Nigeria will
need to combine monetary policies with fiscal and structural policies in
order to overcome its worst economic crisis in decades and return to
growth, President Muhammadu Buhari said on Thursday.
Nigeria
is in the middle of its worst crisis in decades as a slump in oil
revenues hammers public finances and the naira. Gross domestic product
shrank in the first quarter and the central bank governor has said a
recession is likely.
"We fully understand that monetary policy alone is not sufficient to bring about desired economic growth," Buhari told a meeting of African central bank governors in Abuja.
"For
us in Nigeria, while we recognise the challenges we are confronting ...
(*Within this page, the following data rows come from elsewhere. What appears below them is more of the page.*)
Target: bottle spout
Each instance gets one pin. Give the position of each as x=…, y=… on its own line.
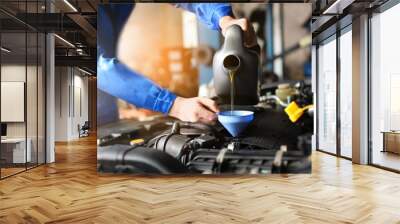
x=231, y=62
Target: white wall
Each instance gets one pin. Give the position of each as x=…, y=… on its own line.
x=71, y=94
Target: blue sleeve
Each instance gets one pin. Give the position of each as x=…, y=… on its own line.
x=208, y=13
x=118, y=80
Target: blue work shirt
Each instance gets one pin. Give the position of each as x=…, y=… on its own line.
x=117, y=79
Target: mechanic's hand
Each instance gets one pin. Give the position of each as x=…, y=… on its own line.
x=197, y=109
x=250, y=38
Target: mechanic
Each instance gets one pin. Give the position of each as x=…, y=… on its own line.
x=116, y=79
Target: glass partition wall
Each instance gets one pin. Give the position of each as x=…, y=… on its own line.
x=326, y=94
x=22, y=107
x=385, y=89
x=334, y=94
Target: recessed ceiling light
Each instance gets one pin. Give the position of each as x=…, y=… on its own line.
x=70, y=5
x=64, y=40
x=5, y=49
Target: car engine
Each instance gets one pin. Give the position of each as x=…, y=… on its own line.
x=272, y=143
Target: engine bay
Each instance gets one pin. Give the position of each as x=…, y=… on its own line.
x=272, y=143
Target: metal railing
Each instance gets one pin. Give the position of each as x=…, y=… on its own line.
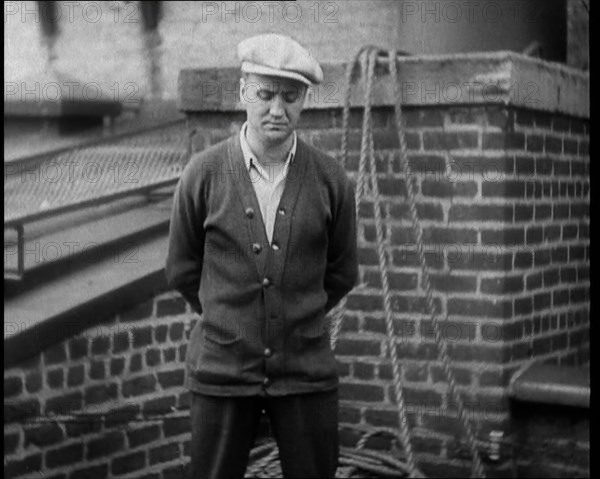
x=59, y=182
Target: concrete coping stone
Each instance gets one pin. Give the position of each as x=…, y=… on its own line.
x=502, y=77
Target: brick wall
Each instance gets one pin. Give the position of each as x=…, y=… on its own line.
x=108, y=402
x=503, y=196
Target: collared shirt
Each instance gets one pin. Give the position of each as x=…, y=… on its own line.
x=268, y=183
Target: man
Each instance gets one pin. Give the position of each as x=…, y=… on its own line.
x=263, y=246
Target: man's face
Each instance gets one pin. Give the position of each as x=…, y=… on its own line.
x=273, y=106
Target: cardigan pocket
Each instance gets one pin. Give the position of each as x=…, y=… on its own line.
x=214, y=359
x=313, y=355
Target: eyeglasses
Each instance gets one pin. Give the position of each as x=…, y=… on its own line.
x=289, y=96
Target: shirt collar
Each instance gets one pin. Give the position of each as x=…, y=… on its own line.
x=250, y=158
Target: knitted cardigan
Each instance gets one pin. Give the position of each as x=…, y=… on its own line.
x=263, y=326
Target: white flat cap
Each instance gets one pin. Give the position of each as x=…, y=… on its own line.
x=280, y=56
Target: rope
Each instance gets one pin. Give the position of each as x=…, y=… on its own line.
x=369, y=56
x=477, y=467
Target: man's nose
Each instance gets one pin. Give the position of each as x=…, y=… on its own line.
x=277, y=106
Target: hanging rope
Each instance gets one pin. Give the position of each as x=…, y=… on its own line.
x=477, y=467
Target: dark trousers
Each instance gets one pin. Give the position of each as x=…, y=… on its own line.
x=305, y=427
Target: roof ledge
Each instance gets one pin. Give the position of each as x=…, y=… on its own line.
x=551, y=384
x=502, y=77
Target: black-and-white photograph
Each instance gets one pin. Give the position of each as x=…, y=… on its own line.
x=297, y=239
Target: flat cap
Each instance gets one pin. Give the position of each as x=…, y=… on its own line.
x=280, y=56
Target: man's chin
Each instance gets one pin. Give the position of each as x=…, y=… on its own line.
x=276, y=135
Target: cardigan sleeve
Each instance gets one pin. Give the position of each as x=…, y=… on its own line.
x=342, y=255
x=186, y=242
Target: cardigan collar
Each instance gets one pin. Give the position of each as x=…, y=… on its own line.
x=250, y=158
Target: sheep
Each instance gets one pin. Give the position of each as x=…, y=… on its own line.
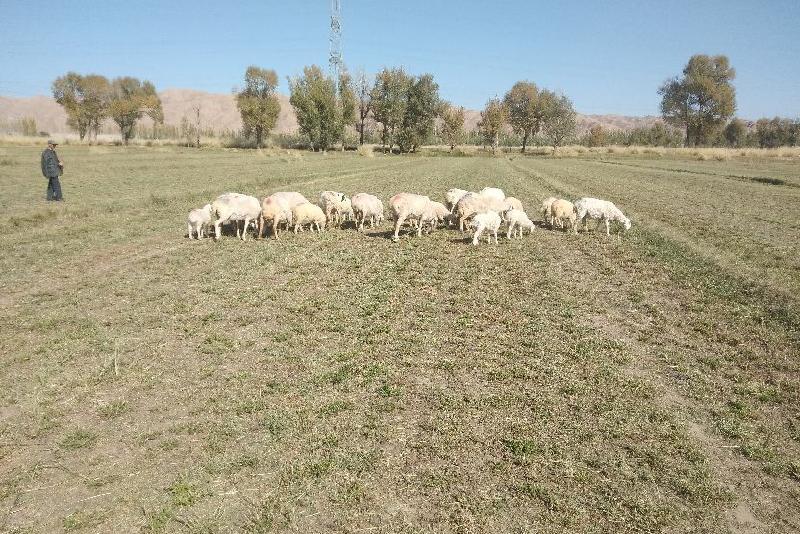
x=366, y=206
x=310, y=214
x=489, y=221
x=473, y=203
x=407, y=206
x=494, y=193
x=546, y=209
x=513, y=203
x=234, y=207
x=275, y=209
x=335, y=204
x=602, y=210
x=563, y=211
x=518, y=218
x=453, y=196
x=199, y=219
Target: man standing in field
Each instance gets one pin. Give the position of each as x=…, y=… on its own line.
x=52, y=168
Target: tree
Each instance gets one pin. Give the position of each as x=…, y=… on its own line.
x=452, y=125
x=130, y=100
x=596, y=136
x=493, y=118
x=257, y=102
x=85, y=100
x=422, y=107
x=389, y=101
x=364, y=104
x=736, y=132
x=703, y=100
x=559, y=118
x=347, y=102
x=319, y=116
x=525, y=112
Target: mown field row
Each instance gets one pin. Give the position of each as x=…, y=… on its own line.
x=343, y=382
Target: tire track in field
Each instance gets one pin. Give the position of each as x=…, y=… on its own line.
x=760, y=180
x=616, y=324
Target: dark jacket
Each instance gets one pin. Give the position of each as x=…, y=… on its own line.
x=50, y=166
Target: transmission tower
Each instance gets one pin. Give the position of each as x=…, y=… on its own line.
x=335, y=60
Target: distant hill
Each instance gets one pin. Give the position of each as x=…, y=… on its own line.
x=218, y=111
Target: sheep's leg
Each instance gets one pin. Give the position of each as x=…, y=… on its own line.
x=401, y=217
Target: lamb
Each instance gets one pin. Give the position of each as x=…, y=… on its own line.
x=489, y=221
x=453, y=196
x=276, y=210
x=310, y=214
x=199, y=219
x=234, y=207
x=366, y=206
x=601, y=210
x=335, y=204
x=518, y=218
x=492, y=193
x=408, y=206
x=546, y=209
x=562, y=210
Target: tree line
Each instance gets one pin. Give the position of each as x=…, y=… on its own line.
x=697, y=108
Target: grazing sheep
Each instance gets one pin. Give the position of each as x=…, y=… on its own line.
x=199, y=220
x=453, y=196
x=492, y=193
x=310, y=214
x=366, y=206
x=546, y=210
x=563, y=211
x=519, y=219
x=292, y=198
x=601, y=210
x=513, y=203
x=234, y=207
x=276, y=210
x=407, y=206
x=489, y=221
x=473, y=203
x=336, y=206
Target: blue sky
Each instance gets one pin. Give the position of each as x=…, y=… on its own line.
x=609, y=57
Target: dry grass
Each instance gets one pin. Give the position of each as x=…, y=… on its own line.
x=343, y=382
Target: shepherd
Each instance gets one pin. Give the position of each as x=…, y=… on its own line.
x=52, y=168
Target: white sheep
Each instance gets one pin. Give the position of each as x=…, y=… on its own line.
x=492, y=193
x=519, y=219
x=490, y=222
x=366, y=206
x=199, y=219
x=453, y=196
x=408, y=206
x=545, y=210
x=600, y=210
x=234, y=207
x=474, y=203
x=336, y=206
x=310, y=214
x=564, y=212
x=274, y=209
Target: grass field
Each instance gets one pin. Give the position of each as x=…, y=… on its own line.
x=346, y=383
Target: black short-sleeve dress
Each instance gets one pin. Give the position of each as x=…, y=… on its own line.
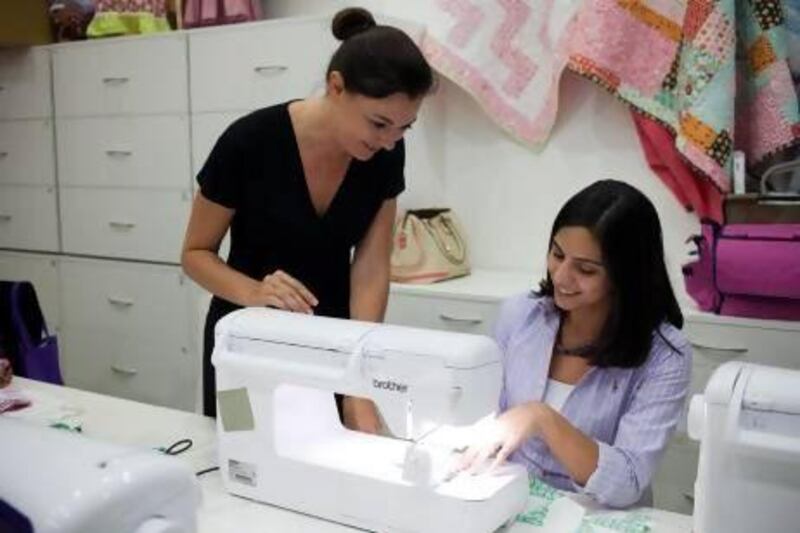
x=255, y=168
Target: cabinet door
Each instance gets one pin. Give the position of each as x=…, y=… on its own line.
x=28, y=218
x=148, y=152
x=142, y=75
x=452, y=314
x=25, y=83
x=42, y=271
x=128, y=331
x=255, y=66
x=26, y=152
x=128, y=223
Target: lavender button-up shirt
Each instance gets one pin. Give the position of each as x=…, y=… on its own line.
x=630, y=412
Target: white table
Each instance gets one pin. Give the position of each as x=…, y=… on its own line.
x=132, y=423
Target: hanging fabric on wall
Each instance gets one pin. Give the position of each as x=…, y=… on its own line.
x=695, y=192
x=126, y=17
x=213, y=12
x=507, y=54
x=674, y=60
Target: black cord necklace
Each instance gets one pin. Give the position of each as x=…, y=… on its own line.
x=582, y=350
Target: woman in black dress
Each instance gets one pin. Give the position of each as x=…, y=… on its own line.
x=307, y=189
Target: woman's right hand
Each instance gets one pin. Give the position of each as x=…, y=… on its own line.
x=282, y=291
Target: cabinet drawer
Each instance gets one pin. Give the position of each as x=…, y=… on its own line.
x=25, y=83
x=673, y=483
x=42, y=271
x=135, y=224
x=127, y=331
x=124, y=152
x=206, y=129
x=256, y=66
x=714, y=344
x=28, y=218
x=442, y=313
x=142, y=75
x=26, y=152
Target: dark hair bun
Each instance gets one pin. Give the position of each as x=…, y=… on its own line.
x=351, y=21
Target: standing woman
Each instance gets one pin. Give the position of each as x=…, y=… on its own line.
x=308, y=190
x=595, y=367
we are determined to diversify the economy away from the excessive
reliance on oil and other primary products."
Nigeria's
central bank raised interest rates last month, and has been soaking up
liquidity in order to support the naira, which has lost around 40
percent of its value since it was floated in June.
Buhari
said the continent was confronted with slowing growth, weakening
demand, rising inflation, restrictions to capital flows, rising debt
levels, increases in exchange rate volatility and a depletion of foreign
reserves.
The central bank governors were meeting
to discuss ways to safeguard their economies from the expected
unwinding of loose monetary policies in the leading developed economies.